Turismo

A enovolta ao mundo

Desde dezembro, o engenheiro Horácio Barros visita vinhedos dos cinco continentes em um motor home

Por: Augusto Franco - Atualizado em

Pedro Barros/Divulgação
(Foto: Redação VejaBH)

Sonho realizado: com os filhos Natália e Pedro Henrique, Horácio Barros conhecerá cerca de 700 vinícolas

Sistemático, o milionário inglês Phileas Fogg apostou com amigos que conseguiria dar a volta ao mundo em oitenta dias. Tratava-se de uma tarefa praticamente impossível nos idos de 1873, quando foi publicada a primeira edição do clássico do escritor francês Júlio Verne, da qual Fogg é protagonista. Não menos sistemático, mas com recursos mais limitados, o engenheiro Horácio Barros apostou consigo mesmo que conseguiria rodar o planeta conhecendo suas mais importantes regiões produtoras de vinho. Tanto na ficção de Verne quanto na vida real de Barros, houve quem duvidasse da proeza. O belo-horizontino de 61 anos, po­­rém, está conseguindo concretizar seu sonho. Na última quinta (21), chegou à Ca­­li­fórnia, a principal região produtora dos Estados Unidos.

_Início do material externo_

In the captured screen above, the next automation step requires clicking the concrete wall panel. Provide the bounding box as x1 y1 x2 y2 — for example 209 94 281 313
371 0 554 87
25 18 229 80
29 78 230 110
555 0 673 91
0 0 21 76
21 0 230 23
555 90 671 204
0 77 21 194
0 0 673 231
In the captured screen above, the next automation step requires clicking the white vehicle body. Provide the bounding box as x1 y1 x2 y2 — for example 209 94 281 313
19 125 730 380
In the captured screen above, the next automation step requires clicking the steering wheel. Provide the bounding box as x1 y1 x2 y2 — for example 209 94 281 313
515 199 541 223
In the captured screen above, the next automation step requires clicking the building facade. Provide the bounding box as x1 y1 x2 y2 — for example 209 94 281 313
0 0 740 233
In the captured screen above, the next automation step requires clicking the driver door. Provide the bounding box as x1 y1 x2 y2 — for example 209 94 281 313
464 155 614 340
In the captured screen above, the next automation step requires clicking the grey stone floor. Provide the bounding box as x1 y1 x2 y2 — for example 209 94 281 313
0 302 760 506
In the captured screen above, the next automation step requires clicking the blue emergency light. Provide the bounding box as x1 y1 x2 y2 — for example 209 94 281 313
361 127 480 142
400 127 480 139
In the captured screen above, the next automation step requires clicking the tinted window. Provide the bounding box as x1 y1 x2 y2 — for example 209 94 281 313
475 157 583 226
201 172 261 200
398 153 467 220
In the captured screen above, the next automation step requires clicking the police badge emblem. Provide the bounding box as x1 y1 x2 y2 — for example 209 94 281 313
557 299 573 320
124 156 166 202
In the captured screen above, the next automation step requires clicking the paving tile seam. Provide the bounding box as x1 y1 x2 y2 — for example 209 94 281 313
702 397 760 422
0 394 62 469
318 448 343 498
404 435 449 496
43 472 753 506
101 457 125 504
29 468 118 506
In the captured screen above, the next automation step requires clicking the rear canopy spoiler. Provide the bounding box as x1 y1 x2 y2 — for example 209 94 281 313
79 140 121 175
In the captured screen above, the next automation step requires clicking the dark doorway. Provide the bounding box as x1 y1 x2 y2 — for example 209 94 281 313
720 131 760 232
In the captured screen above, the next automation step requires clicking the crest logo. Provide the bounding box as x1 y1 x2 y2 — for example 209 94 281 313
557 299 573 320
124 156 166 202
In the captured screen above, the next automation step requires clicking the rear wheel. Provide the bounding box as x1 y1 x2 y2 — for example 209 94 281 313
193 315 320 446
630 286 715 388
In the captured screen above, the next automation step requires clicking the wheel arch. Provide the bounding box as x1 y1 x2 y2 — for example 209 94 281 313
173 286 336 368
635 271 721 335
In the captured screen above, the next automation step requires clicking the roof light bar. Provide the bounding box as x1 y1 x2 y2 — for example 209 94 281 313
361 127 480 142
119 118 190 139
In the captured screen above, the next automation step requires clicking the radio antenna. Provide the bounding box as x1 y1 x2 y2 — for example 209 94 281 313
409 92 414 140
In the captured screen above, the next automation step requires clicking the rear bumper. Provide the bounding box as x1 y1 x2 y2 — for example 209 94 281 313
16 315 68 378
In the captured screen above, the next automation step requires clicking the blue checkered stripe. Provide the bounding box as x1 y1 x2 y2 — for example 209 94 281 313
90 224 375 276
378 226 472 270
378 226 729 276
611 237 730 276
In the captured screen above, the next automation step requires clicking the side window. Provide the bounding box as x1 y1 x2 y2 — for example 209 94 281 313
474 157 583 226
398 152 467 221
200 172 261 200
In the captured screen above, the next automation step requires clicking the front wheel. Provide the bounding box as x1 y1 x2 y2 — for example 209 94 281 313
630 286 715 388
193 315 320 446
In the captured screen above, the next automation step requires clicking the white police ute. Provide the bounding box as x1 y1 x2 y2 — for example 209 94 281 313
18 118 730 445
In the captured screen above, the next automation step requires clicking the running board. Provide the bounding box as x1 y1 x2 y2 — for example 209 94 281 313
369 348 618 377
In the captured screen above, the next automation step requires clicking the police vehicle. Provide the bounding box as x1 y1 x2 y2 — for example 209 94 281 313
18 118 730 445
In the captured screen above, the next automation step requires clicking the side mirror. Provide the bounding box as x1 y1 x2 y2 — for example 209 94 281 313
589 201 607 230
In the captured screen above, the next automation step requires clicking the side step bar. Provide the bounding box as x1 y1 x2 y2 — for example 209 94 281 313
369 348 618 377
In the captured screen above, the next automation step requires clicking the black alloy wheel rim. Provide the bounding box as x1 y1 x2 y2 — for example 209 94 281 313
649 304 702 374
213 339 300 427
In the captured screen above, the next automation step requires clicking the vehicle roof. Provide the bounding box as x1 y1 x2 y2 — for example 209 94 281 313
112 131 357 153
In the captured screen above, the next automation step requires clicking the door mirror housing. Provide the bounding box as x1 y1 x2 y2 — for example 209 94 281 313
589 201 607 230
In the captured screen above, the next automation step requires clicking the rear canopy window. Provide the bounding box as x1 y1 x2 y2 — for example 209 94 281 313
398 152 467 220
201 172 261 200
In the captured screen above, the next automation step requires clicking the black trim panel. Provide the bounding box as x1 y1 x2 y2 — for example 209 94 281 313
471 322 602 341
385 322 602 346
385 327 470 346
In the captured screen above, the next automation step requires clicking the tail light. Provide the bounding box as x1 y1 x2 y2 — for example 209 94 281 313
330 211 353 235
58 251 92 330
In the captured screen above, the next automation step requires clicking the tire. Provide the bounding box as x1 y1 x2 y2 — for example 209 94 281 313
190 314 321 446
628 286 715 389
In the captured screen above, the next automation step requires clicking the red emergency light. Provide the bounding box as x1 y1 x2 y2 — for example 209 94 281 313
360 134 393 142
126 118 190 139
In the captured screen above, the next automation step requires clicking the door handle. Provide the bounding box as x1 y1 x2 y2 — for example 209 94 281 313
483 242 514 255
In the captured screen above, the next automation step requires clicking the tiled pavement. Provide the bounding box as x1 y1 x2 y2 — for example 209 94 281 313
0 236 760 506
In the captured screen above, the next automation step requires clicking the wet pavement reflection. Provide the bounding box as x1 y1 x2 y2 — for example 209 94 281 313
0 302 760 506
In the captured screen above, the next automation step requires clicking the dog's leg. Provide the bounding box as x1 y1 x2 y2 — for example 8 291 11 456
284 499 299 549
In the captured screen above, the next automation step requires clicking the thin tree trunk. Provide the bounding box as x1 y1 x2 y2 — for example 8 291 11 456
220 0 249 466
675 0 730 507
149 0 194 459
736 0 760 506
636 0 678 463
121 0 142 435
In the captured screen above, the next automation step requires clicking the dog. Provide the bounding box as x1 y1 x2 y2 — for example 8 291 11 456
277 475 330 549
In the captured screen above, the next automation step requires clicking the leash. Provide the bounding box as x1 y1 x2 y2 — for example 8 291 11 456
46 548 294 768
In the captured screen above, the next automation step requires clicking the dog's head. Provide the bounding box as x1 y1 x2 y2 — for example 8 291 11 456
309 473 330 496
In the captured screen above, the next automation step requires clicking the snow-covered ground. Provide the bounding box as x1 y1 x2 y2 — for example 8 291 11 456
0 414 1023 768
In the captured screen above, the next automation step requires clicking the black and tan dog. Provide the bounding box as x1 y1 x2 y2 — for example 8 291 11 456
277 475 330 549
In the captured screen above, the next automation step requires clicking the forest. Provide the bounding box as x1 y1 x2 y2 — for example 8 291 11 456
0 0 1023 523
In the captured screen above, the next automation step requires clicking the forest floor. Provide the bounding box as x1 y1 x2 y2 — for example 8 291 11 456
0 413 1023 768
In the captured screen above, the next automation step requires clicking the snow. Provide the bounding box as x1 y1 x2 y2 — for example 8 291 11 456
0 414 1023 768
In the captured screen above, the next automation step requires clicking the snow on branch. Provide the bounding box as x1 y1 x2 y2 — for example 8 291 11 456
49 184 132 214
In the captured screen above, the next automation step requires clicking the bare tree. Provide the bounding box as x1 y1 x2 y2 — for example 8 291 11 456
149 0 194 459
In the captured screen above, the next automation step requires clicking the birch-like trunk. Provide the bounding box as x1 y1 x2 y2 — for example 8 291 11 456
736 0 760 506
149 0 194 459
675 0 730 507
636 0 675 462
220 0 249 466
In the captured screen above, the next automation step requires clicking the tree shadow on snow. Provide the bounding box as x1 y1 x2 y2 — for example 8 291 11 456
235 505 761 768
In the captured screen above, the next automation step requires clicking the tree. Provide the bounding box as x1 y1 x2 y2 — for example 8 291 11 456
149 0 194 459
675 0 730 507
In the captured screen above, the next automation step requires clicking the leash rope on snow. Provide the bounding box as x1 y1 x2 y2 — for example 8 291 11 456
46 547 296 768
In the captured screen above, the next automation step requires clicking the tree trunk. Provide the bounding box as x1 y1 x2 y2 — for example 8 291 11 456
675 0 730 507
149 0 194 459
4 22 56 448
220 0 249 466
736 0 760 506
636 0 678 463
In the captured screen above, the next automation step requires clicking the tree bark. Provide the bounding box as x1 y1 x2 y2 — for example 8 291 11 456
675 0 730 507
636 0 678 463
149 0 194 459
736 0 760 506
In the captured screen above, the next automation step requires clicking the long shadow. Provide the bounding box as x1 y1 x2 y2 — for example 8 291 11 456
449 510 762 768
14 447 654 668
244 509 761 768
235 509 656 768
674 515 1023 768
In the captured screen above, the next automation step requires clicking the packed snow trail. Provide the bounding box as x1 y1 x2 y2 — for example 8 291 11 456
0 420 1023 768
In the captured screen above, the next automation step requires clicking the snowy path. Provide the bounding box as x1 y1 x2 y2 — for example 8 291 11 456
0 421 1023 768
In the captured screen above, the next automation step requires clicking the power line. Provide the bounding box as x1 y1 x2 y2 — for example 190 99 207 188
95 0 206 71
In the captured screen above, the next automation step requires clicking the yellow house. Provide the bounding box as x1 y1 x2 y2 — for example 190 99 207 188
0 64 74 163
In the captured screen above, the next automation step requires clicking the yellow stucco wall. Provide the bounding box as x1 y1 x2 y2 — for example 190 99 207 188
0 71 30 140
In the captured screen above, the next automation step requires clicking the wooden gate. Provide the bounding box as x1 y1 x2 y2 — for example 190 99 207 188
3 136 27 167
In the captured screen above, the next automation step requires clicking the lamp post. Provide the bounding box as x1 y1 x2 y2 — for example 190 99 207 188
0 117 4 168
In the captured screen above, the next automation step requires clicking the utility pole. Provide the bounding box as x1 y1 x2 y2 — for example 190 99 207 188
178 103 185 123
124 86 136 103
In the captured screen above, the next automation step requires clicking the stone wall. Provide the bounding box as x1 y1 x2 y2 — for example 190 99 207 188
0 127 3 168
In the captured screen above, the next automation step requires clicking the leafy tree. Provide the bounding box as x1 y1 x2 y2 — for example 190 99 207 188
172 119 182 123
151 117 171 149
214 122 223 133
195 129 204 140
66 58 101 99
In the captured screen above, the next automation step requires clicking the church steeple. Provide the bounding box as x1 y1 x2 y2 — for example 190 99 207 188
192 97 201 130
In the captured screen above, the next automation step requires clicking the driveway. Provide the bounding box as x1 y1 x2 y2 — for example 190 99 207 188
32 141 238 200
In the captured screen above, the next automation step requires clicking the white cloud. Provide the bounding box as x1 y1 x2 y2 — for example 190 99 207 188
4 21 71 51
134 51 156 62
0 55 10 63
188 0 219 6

Barros, que é separado, viaja em um motor home (trailer motorizado com sala, banheiro e cozinha) na companhia dos filhos Natália, de 27 anos, e Pedro Henrique, de 25, ambos solteiros. Já está na segunda etapa de sua aventura. A expedição começou em 26 de de­­zembro do ano passado, quando ele partiu da capital em direção aos vinhedos do sul do país. Antes de chegar aos Estados Unidos, passou pelo Uruguai, pela Ar­­gentina e pelo Chile. Até o fim da viagem, em junho de 2014, a tempo de assistir à Copa do Mundo em casa, a família pretende visitar cerca de 700 vinícolas em trinta países. "Os rótulos da Califórnia surpreenderam o mundo na década de 70, quando superaram os franceses em um teste às cegas realizado em Paris", conta Barros. "Estou curioso sobre o processo de produção." De lá, ele seguirá para o Canadá, onde visitará produtores de ice wine, bebida preparada com uvas congeladas.

Os vinhos entraram na vida do engenheiro nos anos 90, quando ele participou de uma degustação. Não parou mais de fazer cursos. A pesquisa sobre as técnicas de fabricação das melhores marcas, que começou como hobby, virou um projeto para celebrar a aposentadoria, conquistada em 2010. Ex-funcionário da siderúrgica Usiminas, ele passou meses planejando, na ponta do lápis, cada detalhe da empreitada. Para evitar as despesas com hospedagem, decidiu que o roteiro seria feito no tal motor home. "É uma modalidade pouco difundida no Brasil, mas muito comum no exterior", afirma. Mesmo disposto a dormir e preparar as refeições no veículo, concluiu que as próprias economias seriam insuficientes para pôr o plano em prática e saiu em busca de patrocínio. O primeiro que conseguiu foi justamente para o transporte. O veículo adaptado, avaliado em 320 000 reais, foi cedido pela montadora italiana Iveco.

Somadas todas as despesas de viagem, incluindo o embarque do motor home em navios para ir de um continente a outro, Ho­­rácio Barros calcula que irá gastar 250 000 reais em dois anos e meio. "Não é uma viagem de milionário", diz. "Com organização, muitos conseguiriam fa­­zer." O périplo da família pode ser conferido no site da expedição, que foi batizada de Wine World Adventure (wine­worldadventure.com). Além de fo­­tos variadas, o trio publica uma avaliação para cada garrafa degustada. Foram 198 até a última terça (19). Uma viagem para deixar até Phileas Fogg com inveja.